Bishkek, Kyrgystan—According to a new poll released today by IRI’s Center for Insights in Survey Research, the people of Kyrgyzstan have mixed views about their country and their prospects.
According to the poll, 65 percent of respondents say they believe their country is headed in the right direction. Yet 94 percent believe corruption is a very big or big issue in Kyrgyzstan and an overwhelming 74 percent say the government isn’t doing enough to stop it. The courts, the Prosecutor General’s Office and the police were all listed as among the most corrupt institutions in the country.
“The fact that corruption is most entrenched among those directly responsible for finding, prosecuting and ending it indicates the depth of corruption in Kyrgyzstan,” said Stephen Nix, IRI’s Eurasia director. “Now would be the time for Kyrgyzstan’s President to take advantage of his high approval ratings and the public’s strong understanding of citizen-driven governance to start pushing for meaningful reform.”
Seventy-eight percent of those surveyed say they approve of the job President Almazbek Atambayev is doing in office and 87 percent say it is very or somewhat important for citizens to participate in government decision making. Still, only a combined 37 percent of those asked say they have a high or medium interest in politics, and only nine percent say they belong to a political party.
Among the public’s top national concerns, 49 percent say job creation and unemployment are the most important issues. At the local level, improving infrastructure, including fixing bad roads and addressing a shortage of clean drinking water are the top priorities.
Overall, respondents are generally hopeful about their political and economic future with 57 percent saying they approve of the way democracy is progressing in Kyrgyzstan, and 39 percent saying they believe the economy will improve in the next year.

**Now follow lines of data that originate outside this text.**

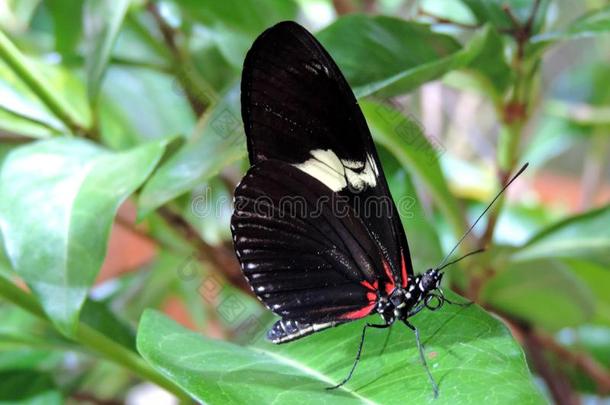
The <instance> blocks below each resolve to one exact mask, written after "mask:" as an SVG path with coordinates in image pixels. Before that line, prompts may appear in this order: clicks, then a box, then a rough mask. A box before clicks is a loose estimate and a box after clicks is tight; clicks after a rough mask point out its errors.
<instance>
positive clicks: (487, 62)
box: [466, 25, 513, 104]
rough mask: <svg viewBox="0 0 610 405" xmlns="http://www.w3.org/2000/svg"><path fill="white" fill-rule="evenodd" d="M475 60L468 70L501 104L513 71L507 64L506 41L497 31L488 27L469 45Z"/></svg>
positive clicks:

The survey was conducted in all regions of Kyrgyzstan from March 7-20, 2016. The national survey had a randomly selected sample of 1,500 residents of Kyrgyzstan, age 18 and older who are eligible to vote. A multistage probability sampling method was used. Respondents were grouped into seven regions plus Bishkek, and settlements were selected at random within each region. The number of selected settlements in each region was proportional to the population living in a particular type of settlement in each region. The margin of error does not exceed plus or minus 2.5 percent and the response rate was 70 percent.
The survey, funded by the U.S. Agency for International Development and the European Union, was conducted by Dr. R. Alisauskiene of the public market research company Baltic Surveys/The Gallup Organization on behalf of the International Republican Institute, with field work carried out by SIAR Research and Consulting.